Cherokee Nation Foundation
- Founded: 1998
- Founder: Shelley Butller-Allen
- Location(s): Tahlequah, Cherokee Nation;
- Region served: United States
- Method: Scholarships, programs

= Cherokee Nation Foundation =

Organization serving the Cherokee Nation, Oklahoma, US

The Cherokee Nation Foundation is an organization serving the Cherokee Nation, a federally recognized tribe of more than 300,000 citizens. Its mission is to provide educational opportunities to Cherokee students so that they can reach their full potential. The Cherokee Nation Foundation is a tax-exempt charitable organization under Section 501(c)(3) of the Internal Revenue Code.

==Board of directors==
The Board of Directors serve a four-year term and are appointed by the Principal Chief of the Cherokee Nation.
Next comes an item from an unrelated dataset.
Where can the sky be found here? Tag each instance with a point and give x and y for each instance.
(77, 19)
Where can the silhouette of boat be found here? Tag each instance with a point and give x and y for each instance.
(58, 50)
Susan Chapman Plumb - CEO of Bank of Cherokee County

Tonya Rozell

LeRoy Qualls

Patsi Nixon Smith

Amber George

==Activities==
The Cherokee Nation Foundation provides educational opportunities to Cherokee students so that they can reach their full potential. Programs begin for students as early as elementary school and continue to support students throughout their efforts in higher education.

CNF provides Junior Achievement programming to Cherokee Nation's 14 counties, as well as ACT prep and college readiness courses. They also offer scholarship opportunities and have endowment funds established at Northeastern State University, Oklahoma State University and University of Tulsa.